Insuline is een hormoon gesynthetiseerd door ß -cellen van de eilandjes van Langerhans van het endocriene deel van de alvleesklier, een orgaan in de buikholte die spijsverteringsenzymen en hormonen synthetiseert.

Transmembraan signalering visualisatie geïnduceerd door ligand in de insuline -ontvanger.
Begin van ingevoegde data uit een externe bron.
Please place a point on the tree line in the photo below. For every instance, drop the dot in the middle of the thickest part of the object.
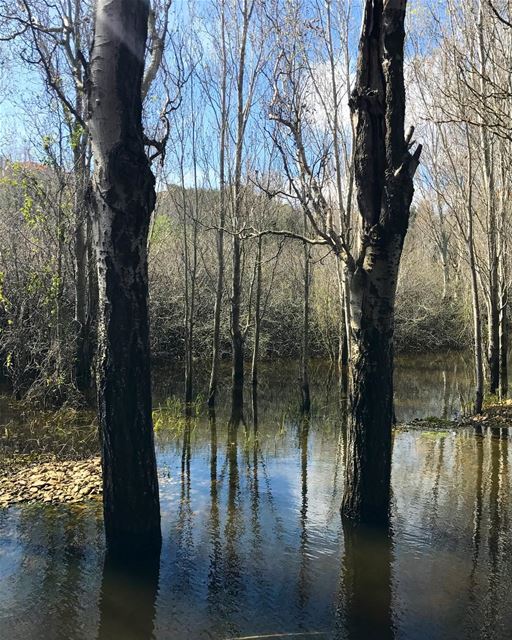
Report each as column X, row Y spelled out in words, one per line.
column 250, row 164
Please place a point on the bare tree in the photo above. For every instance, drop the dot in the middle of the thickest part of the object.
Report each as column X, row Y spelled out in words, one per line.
column 124, row 199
Theresia Gutmann, Kelly H. Kim, Michal Grzybek, Thomas Walz, ünal Coskun [CC door 4.0 (https: // creativeCommons.Org/licenties/door/4.0)]

De gesynthetiseerde insuline en vrijgegeven door de alvleesklier bindt aan zijn ontvanger in het plasmamembraan van de witte cellen en als gevolg van deze koppelings-ontvanger-unie, wordt een reeks intracellulaire processen geactiveerd die uiteindelijk glucose-toegang tot deze cellen bevorderen in deze cellen.

Insuline is verantwoordelijk voor de activering van veel anabole reacties of synthese gerelateerd aan koolhydraat-, vet- en eiwitmetabolisme.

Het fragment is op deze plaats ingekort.